To track flying foxes, researchers designed a special GPS collar that is lightweight, easily fastened and accounts for the bats’ unique physiology (like flying horizontally and roosting upside down).
The team has already discovered where the bats go to feed. Now, they are gathering site-specific information, such as what types of trees are present, if the area is forest or farmland, and if other animals or people live nearby.
The health of humans, animals and the environment is inextricably linked. A better understanding of the bats’ movement will help inform future conservation strategies that protect both the bats and the people they come into contact with.
WHAT COMES NEXT?
As the Global Health Team enters their fifth and final year of the PREDICT project, they are sharing data with local communities and making recommendations to reduce risk. Through education and collaboration, they hope that the people of Myanmar will have the resources and desire to continue investigating disease surveillance and prevention long after the Smithsonian team leaves.

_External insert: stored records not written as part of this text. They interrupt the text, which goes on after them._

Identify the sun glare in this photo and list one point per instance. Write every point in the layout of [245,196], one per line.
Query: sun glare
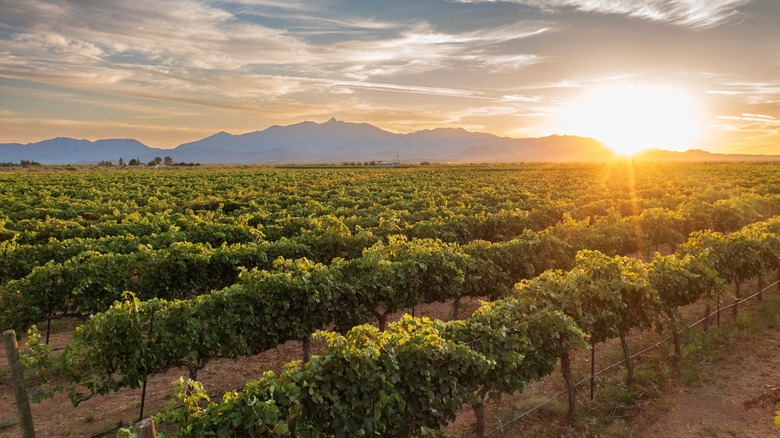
[629,118]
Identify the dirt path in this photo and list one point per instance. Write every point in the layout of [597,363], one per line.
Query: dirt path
[737,399]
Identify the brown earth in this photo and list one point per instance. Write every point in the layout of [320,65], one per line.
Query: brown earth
[737,396]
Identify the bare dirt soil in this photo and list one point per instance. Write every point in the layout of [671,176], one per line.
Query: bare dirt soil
[736,396]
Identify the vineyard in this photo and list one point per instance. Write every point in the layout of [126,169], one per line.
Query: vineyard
[164,269]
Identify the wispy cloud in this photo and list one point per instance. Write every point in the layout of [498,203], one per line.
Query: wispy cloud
[694,13]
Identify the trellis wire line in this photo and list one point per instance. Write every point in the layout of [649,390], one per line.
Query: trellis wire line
[499,429]
[656,345]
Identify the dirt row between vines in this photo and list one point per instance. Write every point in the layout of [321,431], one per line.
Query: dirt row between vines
[735,398]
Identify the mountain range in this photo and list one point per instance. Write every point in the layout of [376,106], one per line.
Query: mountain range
[336,141]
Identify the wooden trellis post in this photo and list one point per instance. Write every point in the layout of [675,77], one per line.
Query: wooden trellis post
[20,389]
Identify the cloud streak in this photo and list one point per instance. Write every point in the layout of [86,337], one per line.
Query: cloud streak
[693,13]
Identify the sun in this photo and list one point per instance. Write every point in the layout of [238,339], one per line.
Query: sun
[631,118]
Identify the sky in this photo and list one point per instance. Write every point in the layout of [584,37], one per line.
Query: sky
[678,74]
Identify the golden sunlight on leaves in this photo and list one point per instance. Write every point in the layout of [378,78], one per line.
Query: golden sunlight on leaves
[631,118]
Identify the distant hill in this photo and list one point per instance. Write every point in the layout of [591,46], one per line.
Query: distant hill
[698,155]
[336,141]
[63,150]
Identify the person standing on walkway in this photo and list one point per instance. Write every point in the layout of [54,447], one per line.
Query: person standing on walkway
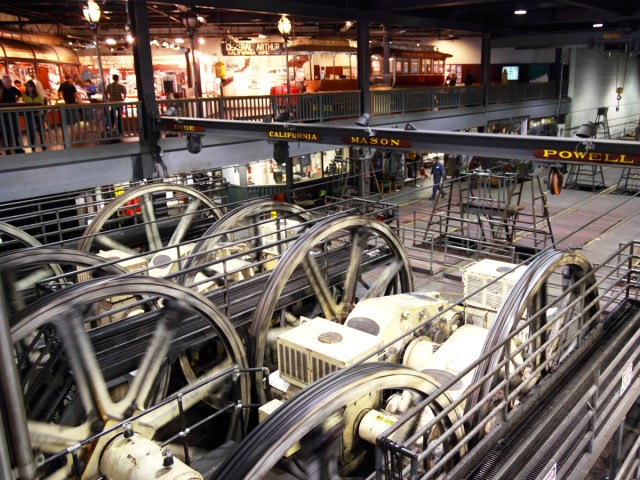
[116,92]
[9,123]
[34,118]
[439,174]
[67,91]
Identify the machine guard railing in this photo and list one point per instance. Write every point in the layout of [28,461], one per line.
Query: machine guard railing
[614,282]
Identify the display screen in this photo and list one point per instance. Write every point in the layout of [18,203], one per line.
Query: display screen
[512,72]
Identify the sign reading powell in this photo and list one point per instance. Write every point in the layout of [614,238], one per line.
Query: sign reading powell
[587,156]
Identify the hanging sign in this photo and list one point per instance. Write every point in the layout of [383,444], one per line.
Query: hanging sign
[377,141]
[247,49]
[183,127]
[588,156]
[293,136]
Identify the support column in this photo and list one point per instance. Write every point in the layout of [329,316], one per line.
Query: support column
[281,155]
[485,66]
[144,163]
[364,67]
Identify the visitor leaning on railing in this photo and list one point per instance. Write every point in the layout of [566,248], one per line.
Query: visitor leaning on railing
[28,125]
[11,133]
[34,119]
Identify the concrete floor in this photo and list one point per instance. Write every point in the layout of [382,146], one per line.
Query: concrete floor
[595,222]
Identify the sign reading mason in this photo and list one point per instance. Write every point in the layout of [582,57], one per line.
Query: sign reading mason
[588,156]
[377,141]
[294,136]
[247,49]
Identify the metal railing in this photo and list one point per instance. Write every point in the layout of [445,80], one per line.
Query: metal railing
[65,126]
[577,312]
[32,128]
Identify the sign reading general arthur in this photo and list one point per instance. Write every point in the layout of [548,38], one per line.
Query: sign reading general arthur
[247,49]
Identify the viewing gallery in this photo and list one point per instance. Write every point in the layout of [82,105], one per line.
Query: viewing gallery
[304,241]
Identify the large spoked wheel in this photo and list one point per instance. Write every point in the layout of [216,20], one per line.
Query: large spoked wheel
[31,274]
[243,243]
[309,420]
[78,380]
[150,218]
[559,328]
[326,272]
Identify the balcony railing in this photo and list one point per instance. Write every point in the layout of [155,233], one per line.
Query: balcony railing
[30,128]
[66,126]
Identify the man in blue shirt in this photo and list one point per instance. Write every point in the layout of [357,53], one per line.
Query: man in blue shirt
[90,88]
[439,174]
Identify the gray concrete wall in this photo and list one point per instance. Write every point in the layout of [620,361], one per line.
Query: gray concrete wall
[594,76]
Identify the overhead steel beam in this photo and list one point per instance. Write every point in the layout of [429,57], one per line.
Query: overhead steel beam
[328,11]
[516,147]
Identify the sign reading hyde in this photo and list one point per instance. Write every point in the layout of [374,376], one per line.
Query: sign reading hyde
[245,49]
[182,127]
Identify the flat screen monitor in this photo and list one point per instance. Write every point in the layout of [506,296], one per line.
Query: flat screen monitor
[512,72]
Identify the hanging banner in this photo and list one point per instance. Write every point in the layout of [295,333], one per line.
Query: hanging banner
[245,49]
[588,156]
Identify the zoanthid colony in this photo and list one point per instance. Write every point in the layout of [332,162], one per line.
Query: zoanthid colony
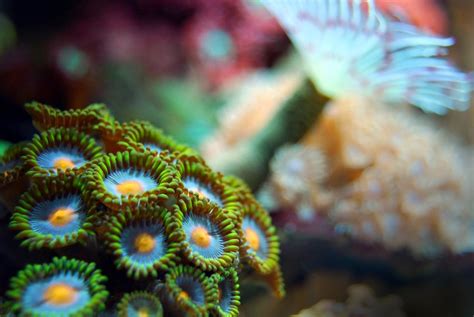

The Myanmar government has been a critical partner throughout the project, working directly with the Smithsonian team to conduct field surveillance, train scientists and analyze samples in-country. And more than 500 individuals have already received hands-on training in biosecurity, temperature-controlled supply chain management, personal protective equipment, laboratory analysis, and the safe handling and sampling of various animals since the project began.
This work was funded by USAID PREDICT and, in part, by the Smithsonian's Women's Committee, and the Judy and John McCarter, Jr. Global Health internship. This project is a collaboration with three of Myanmar's government ministries: the Ministry of Agriculture, Livestock and Irrigation (MOALI); the Ministry of Health and Sports (MOHS); and the Ministry of Natural Resources and Environmental Conservation (MONREC).
It would not be possible without the following collaborators in Myanmar: Department of Medical Research, MOHS; the Livestock, Breeding, and Veterinary Department (LBVD), MOALI; Forestry Department, MONREC; State Health Department, Kayin; Regional Health Department, Yangon; Township Health Department, Hpa-an; Township Health Department, Hmawbi, Taikkyi; LBVD, Kayin State; LBVD, Yangon Region; Forestry Department, Kayin State; Officials from Hlawga National Park, Yangon; Township Administrative Department, Hpa-an; Township Administrative Department, Yangon; and respected community members and volunteers in Hpa-an, Hmawbi and Taikkyi.
The Smithsonian Conservation Biology Institute's Global Health Program works to combat threats to conservation and global health worldwide. Learn more about their work and the other projects they have underway around the world.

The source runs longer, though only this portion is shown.